On May 1, 1991, the plaintiff Carroll filed a motion for summary judgment with respect to the defendant operator's liability. The plaintiff argues in support of its motion for summary judgment that no genuine issue of material fact exists as to liability. In her memorandum of law in support of the motion, the plaintiff argues that the defendant operator admitted in her deposition testimony that she started to proceed in her vehicle before the plaintiff's vehicle had proceeded, assuming that the plaintiff's vehicle was moving as were the vehicles in both adjacent lanes. The plaintiff further argues that the defendant operator admitted in her deposition testimony that she never looked to see if the plaintiff's vehicle was moving before proceeding forward. The plaintiff submitted a transcript of the deposition testimony of the defendant operator as well as a copy of a statement the defendant operator had given to her insurance company as documentary evidence in support of her motion. The plaintiff also agrees that the defendant operator admitted in her statement to the insurance company that the collision was her fault.

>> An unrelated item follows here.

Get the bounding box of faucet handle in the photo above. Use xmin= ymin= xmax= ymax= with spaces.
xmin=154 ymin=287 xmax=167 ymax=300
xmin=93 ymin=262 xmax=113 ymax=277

On July 16, 1991, the defendants filed an objection to the plaintiff's motion for summary judgment and a memorandum of law in support thereof. The defendants argue that a genuine issue of fact exists as to liability. The defendants argue that an issue remains as to whether the defendant negligently operated her vehicle and whether the defendant's operation of her vehicle was the proximate cause of the collision. The defendants submitted CT Page 7670 the affidavit of the defendant operator as documentary evidence in opposition to the motion for summary judgment.

The pleadings are closed as required by Connecticut Practice Book Section 379.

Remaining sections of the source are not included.